For four seasons, John O'Hurley played the theatrically serious clothing magnate (and Elaine Benes' boss) J. Peterman on Seinfeld. His character spoke with unapologetic pomposity as he attempted to inject the workplace with a sense of wonder and adventure, often to Elaine's chagrin. It was a fun role for the actor – "I played like a mix of Forties radio drama combined with a little bit of a bad Charles Kurault," he says with a verve similar to his character's – who was surprised when he arrived on set to learn that J. Peterman was a real company run by a real John Peterman.
"The producers showed me the catalog, and it's the most unusual clothing catalog in the world," O'Hurley tells Rolling Stone. "It doesn't have photographs. And instead of a little blurb and a price, it has an entire Hemmingway-style story about an Oxford button-down. Every piece that they do has an adventure, a sense of authenticity to it, a sense of respect and meeting. I was fascinated by it."
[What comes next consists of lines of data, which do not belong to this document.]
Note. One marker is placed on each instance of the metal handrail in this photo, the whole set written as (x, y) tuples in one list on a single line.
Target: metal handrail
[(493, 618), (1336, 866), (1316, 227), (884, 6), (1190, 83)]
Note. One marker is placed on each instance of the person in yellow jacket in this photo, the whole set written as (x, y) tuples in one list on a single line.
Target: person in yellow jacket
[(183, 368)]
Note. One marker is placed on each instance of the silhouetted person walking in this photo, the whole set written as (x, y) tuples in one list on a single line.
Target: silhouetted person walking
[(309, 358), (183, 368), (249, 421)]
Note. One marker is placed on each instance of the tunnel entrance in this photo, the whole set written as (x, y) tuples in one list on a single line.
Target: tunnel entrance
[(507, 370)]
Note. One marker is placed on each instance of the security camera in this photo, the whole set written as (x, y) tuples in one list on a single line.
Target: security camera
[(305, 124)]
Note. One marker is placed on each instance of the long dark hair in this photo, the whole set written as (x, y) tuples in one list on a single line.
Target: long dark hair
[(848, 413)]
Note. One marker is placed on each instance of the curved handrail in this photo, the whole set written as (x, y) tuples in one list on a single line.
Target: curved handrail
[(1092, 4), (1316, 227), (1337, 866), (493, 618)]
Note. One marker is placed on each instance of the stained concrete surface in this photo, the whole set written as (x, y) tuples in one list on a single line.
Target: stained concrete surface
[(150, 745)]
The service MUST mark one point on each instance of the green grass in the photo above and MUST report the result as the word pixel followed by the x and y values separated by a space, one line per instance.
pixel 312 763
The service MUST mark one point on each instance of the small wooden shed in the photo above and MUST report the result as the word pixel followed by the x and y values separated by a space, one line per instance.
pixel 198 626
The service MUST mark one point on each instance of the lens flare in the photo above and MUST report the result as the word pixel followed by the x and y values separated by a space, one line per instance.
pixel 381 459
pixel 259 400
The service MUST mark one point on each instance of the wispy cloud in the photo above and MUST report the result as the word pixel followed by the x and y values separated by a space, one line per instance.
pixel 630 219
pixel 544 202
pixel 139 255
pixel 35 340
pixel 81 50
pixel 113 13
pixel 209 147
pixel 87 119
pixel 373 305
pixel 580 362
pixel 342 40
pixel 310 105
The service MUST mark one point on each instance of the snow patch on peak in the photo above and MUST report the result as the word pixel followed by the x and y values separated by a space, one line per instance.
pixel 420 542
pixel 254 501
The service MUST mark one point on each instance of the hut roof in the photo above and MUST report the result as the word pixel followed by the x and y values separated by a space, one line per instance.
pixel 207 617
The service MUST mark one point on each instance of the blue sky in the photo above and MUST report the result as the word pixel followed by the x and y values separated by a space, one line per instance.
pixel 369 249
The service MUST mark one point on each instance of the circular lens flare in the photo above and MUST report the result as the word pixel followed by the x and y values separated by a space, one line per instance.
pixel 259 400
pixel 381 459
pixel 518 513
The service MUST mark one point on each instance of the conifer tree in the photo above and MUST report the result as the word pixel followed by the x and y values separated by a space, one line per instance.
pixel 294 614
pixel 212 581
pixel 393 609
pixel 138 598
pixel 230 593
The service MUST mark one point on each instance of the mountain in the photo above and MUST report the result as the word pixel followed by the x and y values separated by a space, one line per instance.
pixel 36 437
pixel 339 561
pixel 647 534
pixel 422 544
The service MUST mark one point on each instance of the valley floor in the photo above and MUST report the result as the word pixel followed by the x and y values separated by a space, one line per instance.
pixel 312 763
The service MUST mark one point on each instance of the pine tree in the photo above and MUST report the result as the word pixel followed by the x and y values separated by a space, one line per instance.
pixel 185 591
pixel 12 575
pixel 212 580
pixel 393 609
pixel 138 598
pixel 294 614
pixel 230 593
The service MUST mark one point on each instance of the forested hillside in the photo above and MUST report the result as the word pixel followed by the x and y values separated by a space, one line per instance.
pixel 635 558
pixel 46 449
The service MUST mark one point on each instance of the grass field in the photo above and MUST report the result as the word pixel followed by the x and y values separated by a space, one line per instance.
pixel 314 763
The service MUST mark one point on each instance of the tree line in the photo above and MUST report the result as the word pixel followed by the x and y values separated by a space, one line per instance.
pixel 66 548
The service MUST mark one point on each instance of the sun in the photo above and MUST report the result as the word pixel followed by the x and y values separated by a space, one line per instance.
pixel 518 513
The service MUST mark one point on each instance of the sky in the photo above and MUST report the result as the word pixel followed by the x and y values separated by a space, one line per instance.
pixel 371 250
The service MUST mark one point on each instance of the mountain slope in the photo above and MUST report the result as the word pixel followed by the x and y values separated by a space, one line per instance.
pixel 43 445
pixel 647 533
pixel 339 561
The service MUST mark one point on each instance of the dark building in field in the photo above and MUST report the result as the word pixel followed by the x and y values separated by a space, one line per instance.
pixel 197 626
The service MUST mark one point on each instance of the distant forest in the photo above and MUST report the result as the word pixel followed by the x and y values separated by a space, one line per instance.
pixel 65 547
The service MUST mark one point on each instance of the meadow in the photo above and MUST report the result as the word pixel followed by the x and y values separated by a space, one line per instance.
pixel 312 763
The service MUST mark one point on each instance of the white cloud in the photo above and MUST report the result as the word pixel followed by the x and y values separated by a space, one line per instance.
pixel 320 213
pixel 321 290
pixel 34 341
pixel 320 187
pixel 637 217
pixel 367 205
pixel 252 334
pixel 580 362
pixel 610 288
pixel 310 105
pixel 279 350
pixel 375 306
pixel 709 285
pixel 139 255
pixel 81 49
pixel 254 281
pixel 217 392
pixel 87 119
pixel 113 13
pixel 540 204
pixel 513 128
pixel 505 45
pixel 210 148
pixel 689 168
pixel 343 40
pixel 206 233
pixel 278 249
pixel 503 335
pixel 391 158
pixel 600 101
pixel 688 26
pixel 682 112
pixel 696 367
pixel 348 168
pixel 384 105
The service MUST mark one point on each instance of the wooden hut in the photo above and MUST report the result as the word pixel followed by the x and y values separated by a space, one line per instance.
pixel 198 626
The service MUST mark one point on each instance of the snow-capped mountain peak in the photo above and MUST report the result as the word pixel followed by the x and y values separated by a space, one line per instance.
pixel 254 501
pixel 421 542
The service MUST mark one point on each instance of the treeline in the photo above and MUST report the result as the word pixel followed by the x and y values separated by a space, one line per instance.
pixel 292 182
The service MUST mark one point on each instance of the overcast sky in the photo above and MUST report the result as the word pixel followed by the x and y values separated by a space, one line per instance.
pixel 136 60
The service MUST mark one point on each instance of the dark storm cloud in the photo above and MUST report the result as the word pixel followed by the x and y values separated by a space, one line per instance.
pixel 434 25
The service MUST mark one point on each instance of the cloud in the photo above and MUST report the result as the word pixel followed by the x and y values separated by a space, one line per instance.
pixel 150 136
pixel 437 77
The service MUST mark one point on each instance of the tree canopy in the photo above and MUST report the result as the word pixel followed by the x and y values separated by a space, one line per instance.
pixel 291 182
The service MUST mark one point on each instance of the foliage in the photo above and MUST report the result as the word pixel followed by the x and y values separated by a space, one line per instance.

As he portrayed this character, he got to know the real John Peterman well. He describes the personality of his real-life counterpart, who was born in Kentucky, as "diametrically opposed" to the one he played onscreen. "John Peterman walks the talk," O'Hurley says. "He's the guy who, instead of taking a flight to South America, would hop on a freighter and rent a room for a night. He'd much rather play poker with the guys running the freighter for four or five hours at night and have a glass of rum with them than sit around on a cruise liner or an airplane." Through it all, O'Hurley remained on good terms with the company.
About a year after the Seinfeld finale, the J. Peterman company went through financial difficulties and the company was sold. The real Peterman managed to buy it back about a year and a half after that, and he decided to place a call to O'Hurley. "Are you interested in putting the company back together again under our parallel strengths," he asked the actor. O'Hurley, who says he lives "by his imagination," decided he couldn't miss out on the opportunity.
Since 1999, he's been a part owner of the company and serves on its board of directors. "It's been a wonderful learning curve for me to learn another business outside of entertainment," he says. "And there's something so interesting and so theatrical about it. There's something about the J. Peterman idea of things, the idea of searching for life as you wish it could be. It makes it fun."
Now the company is embarking on another venture, a Kickstarter campaign with a goal, O'Hurley says, to liberate it from depending on banks. It's attempting to raise $500,000 but as of press time, with three weeks left, it has raised less than a fifth of that. One of the rewards is an extension of Seinfeld, the Urban Sombrero – a hat the Elaine character dreamt up that almost ruined the company, as people bought it and fell asleep under it rather than working. O'Hurley believes it to be the "greatest sight gag of all time." (The going rate for one on Kickstarter is $250.)
The real J. Peterman Urban Sombrero is still being made, O'Hurley says, though he's seen a prototype. "It's been designed by one of the top sombrero makers in Mexico," he says. "Apparently, there's a certain panache to that. This particular gentleman designed the sombrero for the Pope when he visited North America and made a stop in Mexico. Now he's been shouldered with not only the Holy Father but Elaine Benes."
He says he thinks it's the perfect way to pay tribute to Seinfeld viewers who looked into the real company. "How else do we reward them with something that is intrinsically J. Peterman?" he says.